—Niles' Acts and Principles of the Revolution, p. 326.
JOSEPH MOUNTFORD,
A cooper, on Prince Street, died in Pepperill, Mass., May 11, 1838; aged eighty-eight.
E[LIPHELET] N[EWELL],
Of Charlestown, repeatedly informed Dr. Joseph Bartlett, author of a historical sketch of that town, that he was one of the Indians who destroyed the tea in Boston harbor. He was a member of the Masonic Lodge of St. Andrew, in 1778.
JOSEPH PEARSE PALMER
Was the only son of General Joseph Palmer, a prominent actor in the Revolutionary drama in Massachusetts, and Mary, the sister of Judge Richard Cranch, who resided in that part of Braintree called Germantown. Before the war he dealt in West India goods and hardware, at the town dock. Of his share in the tea party his widow says: "One evening, about ten o'clock, hearing the gate and door open, I opened the parlor door, and there stood three stout-looking Indians. I screamed, and should have fainted, but recognized my husband's voice saying, 'Don't be frightened, Betty, it is I. We have only been making a little salt-water tea.' His two companions were Foster Condy and Stephen Bruce. Soon after this, Secretary Flucker called upon my husband, and said to him, 'Joe, you are so obnoxious to the British Government, that you had better leave town.' Accordingly we left town, and went to live in part of my father's house, in Watertown." During the war, Mr.
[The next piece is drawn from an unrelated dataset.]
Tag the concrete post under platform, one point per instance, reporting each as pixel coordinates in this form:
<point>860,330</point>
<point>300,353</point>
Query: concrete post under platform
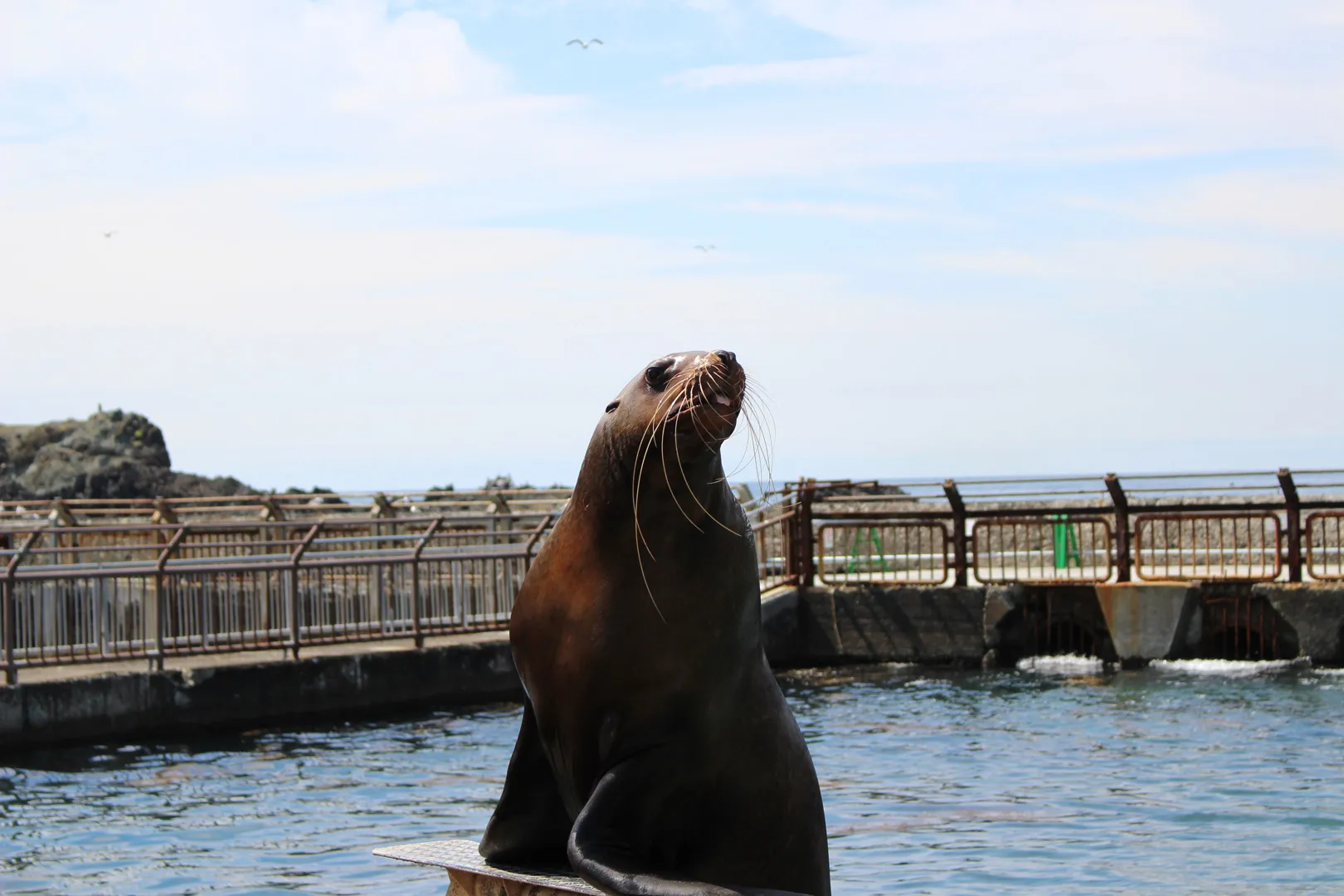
<point>1149,621</point>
Palmer served in Boston and in Rhode Island, first as brigade major, and next as quartermaster-general. Soon after his father's death, in 1788, he went to Vermont, with Colonel Keith, to examine the facilities for establishing themselves in some branch of the iron business. Shortly after he reached Windsor he lost his life, having accidentally fallen from a bridge, then erecting over the Connecticut. He left a numerous family. His daughter, Mary, married Royal Tyler, of Vt. Member Massachusetts Lodge, 1773.